As might have been expected, the 2008 Pre-Budget Report includes measures against avoidance. Not all announcements are new.
The notes relating to sale of lessor companies, plant and machinery leasing, and leasing avoidance by film partnerships referred to announcements made on 13 November.
New measures include the following.
Authorised investment funds
An anti-avoidance provision will prevent the corporate streaming provisions in the authorised investment funds (AIF) regulations from applying at all to investors for whom an AIF dividend is be a treated as a trading receipt. This will block attempts to circumvent the current anti-avoidance rules.
This change will mean that the only investors remaining within the scope of the current rules are general insurance companies for whom an AIF dividend is not treated as a trading receipt. This has effect on and after 1 January 2009.
Employment-related securities
As part of the simplification review, legislation will be introduced in Finance Bill 2009 to simplify certain tax rules that apply to employment-related securities or shares (ERS) acquired by employees for less than market value, and to repeal an outdated anti-avoidance provision relating to transactions between associated persons.
The changes will have effect for transactions occurring on or after the date that Finance Bill 2009 receives Royal Assent. The repeal will have effect on and after the same date.
There are three proposed changes to Chapter 3C of Part 7 of ITEPA 2003.
If an employee receives shares from his or her employer which are to be paid for in instalments, then sells the shares before all of the instalments have been paid, a tax charge can arise, even where the employee has made no profit overall on the shares. The first of these changes removes this tax charge.
However, if the employee is released from any requirement to pay the instalments then a tax charge may still be imposed. The second change removes a tax charge that can arise on the sale by an employee of nil or partly-paid shares, even where the employee has made no profit overall on the shares.
The third change concerns employees who have received shares from their employer, and a scrip issue or bonus issue is made so that the employees receive new shares in proportion to their existing shareholding.
Although the employees have received no extra value overall, because the value of their existing shares will have fallen, a tax charge under Chapter 3C can arise in some circumstances. The existing provision in s 421D(3) is to be extended to cover shares where they would otherwise be taxed under Chapter 3C. This change will ensure that the correct tax charge (which may be nil) will arise.
TA 1988, s 774 was originally enacted in 1960. It was aimed at transactions which attempted to exploit mismatches in the tax treatment between a company carrying on a trade of dealing in securities and an associated non-dealing company.
The avoidance involved a dealing company seeking a tax deduction from trading income for a write-off of an amount due from an associated 'non-dealing company' which did not suffer tax on the benefit from the write-off.
Section 774 is now redundant because of the legislation enacted in FA 1996 on loan relationships, and FA 2002 on derivative contracts. It is therefore being repealed.
Disclosure
Finance Act 2008 and subsidiary regulations contained improvements to the way scheme reference numbers (SRNs), issued by HMRC for disclosed tax avoidance schemes, are passed on from scheme promoters to end users.

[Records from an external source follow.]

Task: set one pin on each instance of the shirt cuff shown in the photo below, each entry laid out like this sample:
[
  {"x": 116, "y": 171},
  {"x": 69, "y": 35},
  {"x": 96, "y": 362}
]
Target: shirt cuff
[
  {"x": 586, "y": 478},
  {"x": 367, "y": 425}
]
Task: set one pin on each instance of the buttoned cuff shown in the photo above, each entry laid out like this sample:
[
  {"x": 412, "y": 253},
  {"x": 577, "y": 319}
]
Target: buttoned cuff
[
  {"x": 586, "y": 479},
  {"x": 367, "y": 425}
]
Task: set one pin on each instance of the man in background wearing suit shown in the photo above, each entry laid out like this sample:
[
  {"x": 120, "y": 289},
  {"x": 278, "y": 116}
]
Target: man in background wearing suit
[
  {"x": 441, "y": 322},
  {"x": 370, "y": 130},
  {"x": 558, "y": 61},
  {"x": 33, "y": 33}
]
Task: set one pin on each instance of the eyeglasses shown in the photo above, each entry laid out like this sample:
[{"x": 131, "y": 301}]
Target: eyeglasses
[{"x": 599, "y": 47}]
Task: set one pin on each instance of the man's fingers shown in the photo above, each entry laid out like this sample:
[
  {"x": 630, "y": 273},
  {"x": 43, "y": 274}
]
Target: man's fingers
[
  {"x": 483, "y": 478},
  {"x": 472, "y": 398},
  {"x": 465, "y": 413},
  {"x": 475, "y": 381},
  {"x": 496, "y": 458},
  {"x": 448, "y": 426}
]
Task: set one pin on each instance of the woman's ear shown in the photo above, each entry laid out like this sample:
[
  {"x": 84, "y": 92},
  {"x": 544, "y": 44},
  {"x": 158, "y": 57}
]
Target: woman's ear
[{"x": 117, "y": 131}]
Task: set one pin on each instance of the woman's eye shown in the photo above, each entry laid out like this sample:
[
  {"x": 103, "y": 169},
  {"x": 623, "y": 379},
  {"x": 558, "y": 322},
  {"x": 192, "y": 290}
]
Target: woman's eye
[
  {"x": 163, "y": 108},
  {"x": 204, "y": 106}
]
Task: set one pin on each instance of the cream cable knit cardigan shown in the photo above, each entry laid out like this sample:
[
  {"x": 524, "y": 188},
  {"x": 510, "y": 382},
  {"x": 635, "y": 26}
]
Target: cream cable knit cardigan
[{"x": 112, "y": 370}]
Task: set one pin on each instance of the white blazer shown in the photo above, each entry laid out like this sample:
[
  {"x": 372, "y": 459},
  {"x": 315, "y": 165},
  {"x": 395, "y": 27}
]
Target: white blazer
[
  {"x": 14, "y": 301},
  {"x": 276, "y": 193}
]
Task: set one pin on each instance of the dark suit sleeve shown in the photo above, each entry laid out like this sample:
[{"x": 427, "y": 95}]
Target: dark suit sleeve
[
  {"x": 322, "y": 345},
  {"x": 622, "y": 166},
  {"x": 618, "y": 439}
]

Following discussions with business, further changes will be made to simplify and improve the procedure by which scheme users report a SRN back to HMRC.
The changes will have effect for tax return periods beginning on or after 1 April 2009.
The main change concerns the time when a scheme user is required to report a SRN. Currently, a user must normally first report a number in the tax return for the year, or accounting period in which it is received.
The change will mean the SRN is now first reported in the tax return for the year or accounting period in which the scheme is implemented. There will be no change to the requirement to report a SRN for each subsequent year until the expected tax advantage ceases to apply.
Other changes will extend and clarify the circumstances in which the user is to report a SRN on form AAG4 rather than on a tax return.
These will include:
- where the user is an individual who makes a freestanding claim for loss relief which is affected by the use of the scheme; and
- where there are insufficient boxes on the return for the user to report all of the SRNs required to be reported.